I’m not a huge egg person, though every once in a while I enjoy an egg white omelet or some scrambled eggs.  Sometimes I even enjoy the hard-boiled variety.  Regardless, when it comes to eggs, I always go organic.

I find myself baking with them quite a bit.  And I love flax… (check out Flax – I’m Obsessed!, an oldie but goodie post on why I love the stuff)

light dawns on marble head

FLAX CAN BE USED AS AN EGG SUBSTITUTE!  I blogged about this awhile ago in my above mentioned “flax” post, but had never really tried it.  Better late than never!

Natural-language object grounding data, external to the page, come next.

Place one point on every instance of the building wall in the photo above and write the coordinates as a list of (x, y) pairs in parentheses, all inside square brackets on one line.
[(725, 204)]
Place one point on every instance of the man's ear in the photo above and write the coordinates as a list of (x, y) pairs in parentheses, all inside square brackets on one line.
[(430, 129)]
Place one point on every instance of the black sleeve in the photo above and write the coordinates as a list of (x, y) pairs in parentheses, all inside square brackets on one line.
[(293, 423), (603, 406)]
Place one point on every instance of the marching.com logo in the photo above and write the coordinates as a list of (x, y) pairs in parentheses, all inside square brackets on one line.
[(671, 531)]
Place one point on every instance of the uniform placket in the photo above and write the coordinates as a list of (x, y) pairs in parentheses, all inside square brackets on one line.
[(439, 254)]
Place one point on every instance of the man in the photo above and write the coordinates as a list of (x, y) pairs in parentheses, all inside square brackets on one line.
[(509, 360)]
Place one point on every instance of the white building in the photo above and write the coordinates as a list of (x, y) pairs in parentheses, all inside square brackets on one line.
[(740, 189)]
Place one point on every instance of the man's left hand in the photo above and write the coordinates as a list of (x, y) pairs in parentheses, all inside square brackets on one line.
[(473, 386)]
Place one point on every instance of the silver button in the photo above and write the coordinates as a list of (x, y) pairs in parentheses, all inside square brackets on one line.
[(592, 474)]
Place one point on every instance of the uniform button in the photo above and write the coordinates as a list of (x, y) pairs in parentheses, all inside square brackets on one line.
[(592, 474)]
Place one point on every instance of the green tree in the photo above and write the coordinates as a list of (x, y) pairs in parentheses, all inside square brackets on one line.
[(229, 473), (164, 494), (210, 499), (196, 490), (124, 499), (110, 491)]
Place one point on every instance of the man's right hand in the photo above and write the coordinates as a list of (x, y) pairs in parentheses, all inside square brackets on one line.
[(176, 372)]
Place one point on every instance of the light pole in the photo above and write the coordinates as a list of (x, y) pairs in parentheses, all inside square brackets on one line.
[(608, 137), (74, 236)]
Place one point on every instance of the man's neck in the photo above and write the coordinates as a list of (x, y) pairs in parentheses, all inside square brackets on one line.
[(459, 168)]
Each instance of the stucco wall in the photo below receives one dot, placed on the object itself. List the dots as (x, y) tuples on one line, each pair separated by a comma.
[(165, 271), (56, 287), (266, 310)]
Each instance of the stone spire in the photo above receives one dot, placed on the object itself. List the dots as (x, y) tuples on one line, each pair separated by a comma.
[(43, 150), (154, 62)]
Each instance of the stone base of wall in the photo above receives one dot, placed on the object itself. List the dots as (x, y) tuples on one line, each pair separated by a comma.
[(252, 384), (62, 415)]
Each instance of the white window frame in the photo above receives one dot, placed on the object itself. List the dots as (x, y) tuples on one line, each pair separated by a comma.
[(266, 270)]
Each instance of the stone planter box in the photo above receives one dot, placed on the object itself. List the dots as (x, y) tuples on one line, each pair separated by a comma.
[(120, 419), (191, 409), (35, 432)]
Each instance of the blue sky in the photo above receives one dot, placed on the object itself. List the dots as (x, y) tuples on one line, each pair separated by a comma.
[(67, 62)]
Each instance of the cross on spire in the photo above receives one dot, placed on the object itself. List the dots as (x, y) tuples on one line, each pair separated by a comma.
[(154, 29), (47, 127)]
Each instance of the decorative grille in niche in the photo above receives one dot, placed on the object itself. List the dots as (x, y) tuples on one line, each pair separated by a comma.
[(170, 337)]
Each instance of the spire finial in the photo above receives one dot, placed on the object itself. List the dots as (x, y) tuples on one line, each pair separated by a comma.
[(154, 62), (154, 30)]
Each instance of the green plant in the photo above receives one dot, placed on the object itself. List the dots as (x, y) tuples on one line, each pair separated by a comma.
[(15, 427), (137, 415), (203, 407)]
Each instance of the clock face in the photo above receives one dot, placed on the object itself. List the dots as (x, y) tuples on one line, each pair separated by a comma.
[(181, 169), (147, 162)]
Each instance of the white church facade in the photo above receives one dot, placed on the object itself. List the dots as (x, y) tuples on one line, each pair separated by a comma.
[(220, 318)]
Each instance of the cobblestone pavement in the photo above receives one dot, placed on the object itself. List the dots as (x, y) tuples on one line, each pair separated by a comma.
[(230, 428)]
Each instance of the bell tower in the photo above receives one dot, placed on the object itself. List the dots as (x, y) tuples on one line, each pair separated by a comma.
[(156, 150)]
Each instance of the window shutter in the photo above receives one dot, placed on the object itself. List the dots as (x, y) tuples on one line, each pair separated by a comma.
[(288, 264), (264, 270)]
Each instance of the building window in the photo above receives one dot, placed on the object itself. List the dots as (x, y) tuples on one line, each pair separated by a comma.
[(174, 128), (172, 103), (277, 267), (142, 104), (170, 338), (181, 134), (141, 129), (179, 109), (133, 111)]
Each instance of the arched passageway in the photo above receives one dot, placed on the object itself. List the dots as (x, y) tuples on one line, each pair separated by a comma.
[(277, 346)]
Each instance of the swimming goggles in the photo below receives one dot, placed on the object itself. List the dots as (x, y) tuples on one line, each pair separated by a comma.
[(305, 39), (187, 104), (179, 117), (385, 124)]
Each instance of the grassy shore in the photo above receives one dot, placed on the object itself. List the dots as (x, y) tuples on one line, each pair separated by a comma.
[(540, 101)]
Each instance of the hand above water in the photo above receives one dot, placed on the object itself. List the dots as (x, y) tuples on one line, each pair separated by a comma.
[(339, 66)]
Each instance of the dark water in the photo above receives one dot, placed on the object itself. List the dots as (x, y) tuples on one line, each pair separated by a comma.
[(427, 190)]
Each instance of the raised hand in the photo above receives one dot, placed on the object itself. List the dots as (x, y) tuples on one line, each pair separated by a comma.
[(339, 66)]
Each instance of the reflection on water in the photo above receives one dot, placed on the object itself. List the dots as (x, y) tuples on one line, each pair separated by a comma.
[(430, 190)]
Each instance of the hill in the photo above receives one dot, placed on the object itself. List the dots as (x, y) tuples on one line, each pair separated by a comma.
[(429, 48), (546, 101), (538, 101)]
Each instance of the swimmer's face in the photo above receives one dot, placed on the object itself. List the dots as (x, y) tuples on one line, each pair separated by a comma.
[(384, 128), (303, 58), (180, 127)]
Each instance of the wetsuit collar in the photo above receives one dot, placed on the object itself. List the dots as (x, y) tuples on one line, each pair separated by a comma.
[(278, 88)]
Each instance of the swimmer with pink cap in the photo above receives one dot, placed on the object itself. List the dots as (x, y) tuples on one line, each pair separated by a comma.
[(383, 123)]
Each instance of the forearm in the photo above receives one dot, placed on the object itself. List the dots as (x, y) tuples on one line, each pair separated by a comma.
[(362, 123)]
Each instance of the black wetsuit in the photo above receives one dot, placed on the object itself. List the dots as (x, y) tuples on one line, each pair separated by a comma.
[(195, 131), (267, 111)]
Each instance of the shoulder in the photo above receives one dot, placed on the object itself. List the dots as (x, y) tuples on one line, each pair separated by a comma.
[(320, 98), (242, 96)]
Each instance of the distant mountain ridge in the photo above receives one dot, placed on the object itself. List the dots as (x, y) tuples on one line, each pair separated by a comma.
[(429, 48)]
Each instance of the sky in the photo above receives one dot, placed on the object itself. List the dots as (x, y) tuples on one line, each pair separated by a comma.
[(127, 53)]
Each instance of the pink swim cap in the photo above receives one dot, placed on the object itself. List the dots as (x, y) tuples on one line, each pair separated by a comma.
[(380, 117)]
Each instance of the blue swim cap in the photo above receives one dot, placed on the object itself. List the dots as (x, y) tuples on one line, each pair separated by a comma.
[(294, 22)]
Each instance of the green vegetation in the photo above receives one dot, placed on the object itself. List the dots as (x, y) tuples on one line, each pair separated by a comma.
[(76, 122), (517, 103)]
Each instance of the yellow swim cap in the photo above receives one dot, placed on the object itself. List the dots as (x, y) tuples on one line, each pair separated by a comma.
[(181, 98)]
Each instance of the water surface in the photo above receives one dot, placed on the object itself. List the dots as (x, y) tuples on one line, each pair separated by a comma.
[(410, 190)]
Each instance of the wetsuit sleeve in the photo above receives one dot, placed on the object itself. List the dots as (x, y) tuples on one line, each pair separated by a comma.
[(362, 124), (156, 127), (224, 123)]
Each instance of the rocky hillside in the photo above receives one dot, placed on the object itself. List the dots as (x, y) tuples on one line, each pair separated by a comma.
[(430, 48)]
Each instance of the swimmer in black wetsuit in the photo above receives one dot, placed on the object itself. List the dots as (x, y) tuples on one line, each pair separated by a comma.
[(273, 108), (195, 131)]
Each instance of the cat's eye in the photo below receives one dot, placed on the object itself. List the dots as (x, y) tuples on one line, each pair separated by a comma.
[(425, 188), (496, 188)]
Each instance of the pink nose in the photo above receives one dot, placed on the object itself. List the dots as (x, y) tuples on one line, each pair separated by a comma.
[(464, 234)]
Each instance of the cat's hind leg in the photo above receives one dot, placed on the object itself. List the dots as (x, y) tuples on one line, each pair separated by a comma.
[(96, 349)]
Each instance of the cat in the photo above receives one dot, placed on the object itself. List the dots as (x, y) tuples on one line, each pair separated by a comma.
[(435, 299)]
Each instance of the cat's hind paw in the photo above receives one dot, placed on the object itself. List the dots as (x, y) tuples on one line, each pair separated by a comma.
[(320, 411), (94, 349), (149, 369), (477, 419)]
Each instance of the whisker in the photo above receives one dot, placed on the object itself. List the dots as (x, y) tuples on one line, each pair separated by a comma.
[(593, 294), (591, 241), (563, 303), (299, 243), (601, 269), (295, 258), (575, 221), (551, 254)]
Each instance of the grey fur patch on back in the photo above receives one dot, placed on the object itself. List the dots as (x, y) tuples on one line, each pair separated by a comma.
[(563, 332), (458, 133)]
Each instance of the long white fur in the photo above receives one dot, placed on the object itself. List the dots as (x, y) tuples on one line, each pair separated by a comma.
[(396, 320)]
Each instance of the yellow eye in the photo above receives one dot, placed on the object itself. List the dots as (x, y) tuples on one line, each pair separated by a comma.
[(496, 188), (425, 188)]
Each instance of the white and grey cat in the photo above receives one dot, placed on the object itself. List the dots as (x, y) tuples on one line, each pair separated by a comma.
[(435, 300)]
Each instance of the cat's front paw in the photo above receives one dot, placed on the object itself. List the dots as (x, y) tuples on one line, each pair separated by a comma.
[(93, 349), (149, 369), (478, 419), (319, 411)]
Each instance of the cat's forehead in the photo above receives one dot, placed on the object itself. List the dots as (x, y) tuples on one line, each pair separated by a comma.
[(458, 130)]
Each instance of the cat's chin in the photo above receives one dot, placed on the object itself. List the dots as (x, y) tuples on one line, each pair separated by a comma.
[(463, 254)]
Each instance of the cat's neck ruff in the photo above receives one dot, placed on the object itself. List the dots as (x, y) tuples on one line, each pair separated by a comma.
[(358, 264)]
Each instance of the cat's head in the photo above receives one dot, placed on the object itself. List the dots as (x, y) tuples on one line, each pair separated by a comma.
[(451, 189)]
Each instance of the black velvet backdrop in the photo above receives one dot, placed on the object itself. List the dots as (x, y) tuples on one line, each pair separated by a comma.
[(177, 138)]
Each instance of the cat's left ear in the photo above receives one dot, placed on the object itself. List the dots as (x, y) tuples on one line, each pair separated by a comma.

I was about to whip up some pancakes for myself and the boyfriend when this whole “egg substitute” idea hit me, so I decided to have some fun.

A few things to note:

  • My boyfriend is always hesitant to consume healthy alternatives to his favorite foods, so I didn’t tell him I was whipping healthy pancakes til after the fact
  • He also has a dislike of pumpkin, so I kept that a secret until after he polished his off
  • I have an obsession with dark chocolate chips
  • The batter with the flax egg substitute tasted horrible…

Yeah, you read that right.  The batter had that funky flax flavor, which is okay sometimes but not when it comes to pancakes.

I should probably share the recipe at this point?  Especially since it’s Saturday morning and you’re probably debating what you want for breakfast/brunch!

Eggless Dark Chocolate Chip Pumpkin Pancakes

I used Ambitious Kitchen’s Perfect Pumpkin Pancakes with Dark Chocolate Chips recipe.

My tweaks:

  • I used 3/4 c all-purpose flour since I was out of whole wheat
  • The recipe called for two egg whites – I opted to use an “egg”, aka 1 tbsp flax + 3 tbsp water; I mixed the two together and let it sit for about 10 minutes (almost a yoke-like texture)
  • 1/2 c dark chocolate chips & I mixed them into the batter – the more, the merrier
  • The recipe only made 4 medium sized pancakes – 1 was filling enough for me!
get in my belly!

get in my belly!

My takeaways:

The pancakes definitely had an interesting texture – not fluffy, more dense, and they definitely didn’t have that funky flax flavor that the batter did.  Phew!

A definitely must-make when you’re craving those weekend pancakes!

Have you ever used flax as an egg substitute?